People running from a fire have a reasonable fear for their life that justifies taking dangerous action. People proactively joining a violent riot and engaging in lawless action are not motivated by an immediate threat that justifies their actions.
I don't see deindividuation or herd mentality as mitigating anything, and I don't see any reason for why it should. The idea of social vulnerability or pressure is present in most every crime and every criminal motive. If people didn't have reasons for their actions, they wouldn't be doing them. There's no diffusion of responsibility in regards to the actions of an individual, its not a crime of necessity, or a first offense, or a minor role among co-offenders. Its simply trying to discard personal responsibility. And since combined violent actions of a group of people are more dangerous than the sum of their individual capabilities, the conscious decision to join with others committing wanton violence should be taken as an aggravating factor.
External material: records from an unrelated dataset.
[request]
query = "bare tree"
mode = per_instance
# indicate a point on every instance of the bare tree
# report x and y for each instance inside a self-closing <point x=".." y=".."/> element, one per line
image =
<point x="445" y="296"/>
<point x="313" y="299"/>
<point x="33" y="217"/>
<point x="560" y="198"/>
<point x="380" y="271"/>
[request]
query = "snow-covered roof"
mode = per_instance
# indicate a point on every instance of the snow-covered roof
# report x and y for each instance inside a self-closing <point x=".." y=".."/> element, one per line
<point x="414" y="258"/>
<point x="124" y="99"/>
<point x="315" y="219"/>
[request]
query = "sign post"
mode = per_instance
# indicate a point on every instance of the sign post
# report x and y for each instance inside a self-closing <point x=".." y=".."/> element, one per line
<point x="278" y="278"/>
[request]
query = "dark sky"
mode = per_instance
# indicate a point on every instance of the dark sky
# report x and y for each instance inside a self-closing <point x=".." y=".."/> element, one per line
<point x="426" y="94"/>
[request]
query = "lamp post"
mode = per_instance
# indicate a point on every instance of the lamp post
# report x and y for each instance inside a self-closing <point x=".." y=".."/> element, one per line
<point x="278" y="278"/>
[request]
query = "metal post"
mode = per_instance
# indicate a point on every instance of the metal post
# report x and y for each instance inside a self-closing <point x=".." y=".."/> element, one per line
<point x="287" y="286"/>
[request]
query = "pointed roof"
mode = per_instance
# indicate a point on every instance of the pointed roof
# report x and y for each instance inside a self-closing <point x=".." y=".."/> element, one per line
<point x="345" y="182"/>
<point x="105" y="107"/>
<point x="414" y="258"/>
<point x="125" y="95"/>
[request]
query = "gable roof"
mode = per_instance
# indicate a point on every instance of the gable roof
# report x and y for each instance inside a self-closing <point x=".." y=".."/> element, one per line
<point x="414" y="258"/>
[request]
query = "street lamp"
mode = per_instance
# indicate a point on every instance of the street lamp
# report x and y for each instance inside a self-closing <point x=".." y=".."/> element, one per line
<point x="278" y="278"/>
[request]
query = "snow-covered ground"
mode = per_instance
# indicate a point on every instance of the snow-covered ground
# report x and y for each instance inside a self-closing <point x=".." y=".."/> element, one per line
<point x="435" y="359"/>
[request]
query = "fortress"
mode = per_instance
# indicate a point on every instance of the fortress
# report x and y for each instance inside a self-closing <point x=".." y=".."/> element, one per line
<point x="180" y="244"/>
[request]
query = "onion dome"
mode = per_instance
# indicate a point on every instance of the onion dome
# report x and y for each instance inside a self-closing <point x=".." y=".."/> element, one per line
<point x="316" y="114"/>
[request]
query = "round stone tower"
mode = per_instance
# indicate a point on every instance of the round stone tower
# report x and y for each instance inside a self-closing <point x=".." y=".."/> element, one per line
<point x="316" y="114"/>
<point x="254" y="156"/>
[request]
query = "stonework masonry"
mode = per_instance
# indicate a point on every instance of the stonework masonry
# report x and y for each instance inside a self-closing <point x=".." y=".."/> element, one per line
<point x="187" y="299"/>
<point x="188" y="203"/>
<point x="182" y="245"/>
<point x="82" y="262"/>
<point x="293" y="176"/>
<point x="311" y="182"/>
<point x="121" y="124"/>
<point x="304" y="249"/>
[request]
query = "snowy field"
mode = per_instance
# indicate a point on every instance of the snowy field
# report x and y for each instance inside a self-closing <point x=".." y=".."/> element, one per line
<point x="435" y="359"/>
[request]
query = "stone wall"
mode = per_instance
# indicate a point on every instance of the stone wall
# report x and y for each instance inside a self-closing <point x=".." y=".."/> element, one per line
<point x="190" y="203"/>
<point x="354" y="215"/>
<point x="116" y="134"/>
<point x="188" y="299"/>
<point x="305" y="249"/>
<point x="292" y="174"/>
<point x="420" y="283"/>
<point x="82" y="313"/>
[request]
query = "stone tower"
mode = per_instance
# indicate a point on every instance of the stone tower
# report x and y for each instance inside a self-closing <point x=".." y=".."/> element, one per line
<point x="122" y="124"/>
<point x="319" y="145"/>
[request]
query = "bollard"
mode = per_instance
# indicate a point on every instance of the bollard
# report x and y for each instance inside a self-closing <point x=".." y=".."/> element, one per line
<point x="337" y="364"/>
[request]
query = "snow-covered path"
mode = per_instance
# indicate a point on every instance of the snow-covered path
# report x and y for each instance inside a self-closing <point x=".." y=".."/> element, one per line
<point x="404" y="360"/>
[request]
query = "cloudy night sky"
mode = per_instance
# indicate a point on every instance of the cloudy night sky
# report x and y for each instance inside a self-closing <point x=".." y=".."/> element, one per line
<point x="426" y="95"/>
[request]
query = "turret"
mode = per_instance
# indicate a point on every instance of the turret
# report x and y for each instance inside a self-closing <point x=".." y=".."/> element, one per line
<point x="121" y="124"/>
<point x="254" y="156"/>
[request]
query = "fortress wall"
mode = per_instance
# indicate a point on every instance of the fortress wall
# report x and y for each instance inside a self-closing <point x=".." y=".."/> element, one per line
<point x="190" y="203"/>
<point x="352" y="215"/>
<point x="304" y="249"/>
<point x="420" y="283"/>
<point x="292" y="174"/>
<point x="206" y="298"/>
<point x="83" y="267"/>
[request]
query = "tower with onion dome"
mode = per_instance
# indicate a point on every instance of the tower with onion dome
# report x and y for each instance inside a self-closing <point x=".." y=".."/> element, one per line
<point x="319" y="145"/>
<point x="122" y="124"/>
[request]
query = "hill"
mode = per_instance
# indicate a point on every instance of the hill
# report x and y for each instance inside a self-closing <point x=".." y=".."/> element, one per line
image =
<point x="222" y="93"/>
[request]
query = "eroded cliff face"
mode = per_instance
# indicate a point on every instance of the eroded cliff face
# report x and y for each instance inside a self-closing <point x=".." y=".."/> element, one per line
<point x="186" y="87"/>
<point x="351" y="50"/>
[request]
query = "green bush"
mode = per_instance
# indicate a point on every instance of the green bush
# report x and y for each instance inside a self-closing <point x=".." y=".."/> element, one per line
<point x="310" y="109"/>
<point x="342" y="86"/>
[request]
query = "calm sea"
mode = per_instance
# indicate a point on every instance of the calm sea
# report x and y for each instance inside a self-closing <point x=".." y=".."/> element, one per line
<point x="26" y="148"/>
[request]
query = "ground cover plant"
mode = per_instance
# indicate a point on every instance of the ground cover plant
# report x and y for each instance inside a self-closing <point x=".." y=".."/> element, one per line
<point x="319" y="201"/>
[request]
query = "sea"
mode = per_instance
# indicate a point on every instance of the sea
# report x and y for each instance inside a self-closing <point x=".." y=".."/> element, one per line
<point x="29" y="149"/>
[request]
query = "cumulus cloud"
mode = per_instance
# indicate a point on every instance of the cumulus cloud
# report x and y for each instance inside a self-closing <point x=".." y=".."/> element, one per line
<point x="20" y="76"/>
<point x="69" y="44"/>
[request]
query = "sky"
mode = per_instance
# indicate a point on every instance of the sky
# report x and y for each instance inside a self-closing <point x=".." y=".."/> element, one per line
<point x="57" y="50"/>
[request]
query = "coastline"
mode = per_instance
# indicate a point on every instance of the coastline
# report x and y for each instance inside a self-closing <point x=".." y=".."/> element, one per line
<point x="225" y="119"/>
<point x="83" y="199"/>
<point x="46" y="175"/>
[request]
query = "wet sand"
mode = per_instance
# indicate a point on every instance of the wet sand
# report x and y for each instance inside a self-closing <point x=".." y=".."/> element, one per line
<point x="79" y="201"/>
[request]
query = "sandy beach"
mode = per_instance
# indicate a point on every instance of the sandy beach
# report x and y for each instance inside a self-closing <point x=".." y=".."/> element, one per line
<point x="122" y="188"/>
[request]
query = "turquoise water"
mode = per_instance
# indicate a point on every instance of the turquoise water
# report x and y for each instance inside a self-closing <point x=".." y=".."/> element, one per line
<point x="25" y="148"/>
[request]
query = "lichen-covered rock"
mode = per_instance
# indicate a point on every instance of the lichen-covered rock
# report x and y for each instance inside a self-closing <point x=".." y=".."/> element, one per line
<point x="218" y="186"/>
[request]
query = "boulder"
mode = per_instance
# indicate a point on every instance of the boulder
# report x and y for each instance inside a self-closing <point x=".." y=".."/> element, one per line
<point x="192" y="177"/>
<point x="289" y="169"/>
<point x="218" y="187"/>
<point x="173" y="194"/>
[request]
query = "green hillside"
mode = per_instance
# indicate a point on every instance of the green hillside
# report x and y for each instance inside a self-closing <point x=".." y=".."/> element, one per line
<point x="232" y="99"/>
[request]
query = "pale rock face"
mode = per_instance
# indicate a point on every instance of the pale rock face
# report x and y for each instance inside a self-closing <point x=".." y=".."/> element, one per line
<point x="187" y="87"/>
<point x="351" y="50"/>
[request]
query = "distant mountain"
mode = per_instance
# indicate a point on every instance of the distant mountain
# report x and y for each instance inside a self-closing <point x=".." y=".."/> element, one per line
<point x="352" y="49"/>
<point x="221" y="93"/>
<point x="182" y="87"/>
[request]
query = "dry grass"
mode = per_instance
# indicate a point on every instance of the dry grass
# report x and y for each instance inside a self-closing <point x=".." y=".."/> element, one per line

Like how in this case, not only was there nobody to put out the fire in the midst of the riots, but the overall damage from the riots was so severe it took months before the rubble could even be cleared away and the ripple on the social fabric of the city has carried on for years to the point we're at this:
https://www.newsbreak.com/news/2509528897868/wcco-s-mike-max-calls-downtown-minneapolis-a-hellhole?noAds=1&_f=app_share&s=a7&share_destination_id=MTcyMzk5MzQ2LTE2NDQzNjYwMDgzOTI=

I say that collective actions are more culpable than individual actions. You bear responsibility for your own conduct as well as those you throw in with.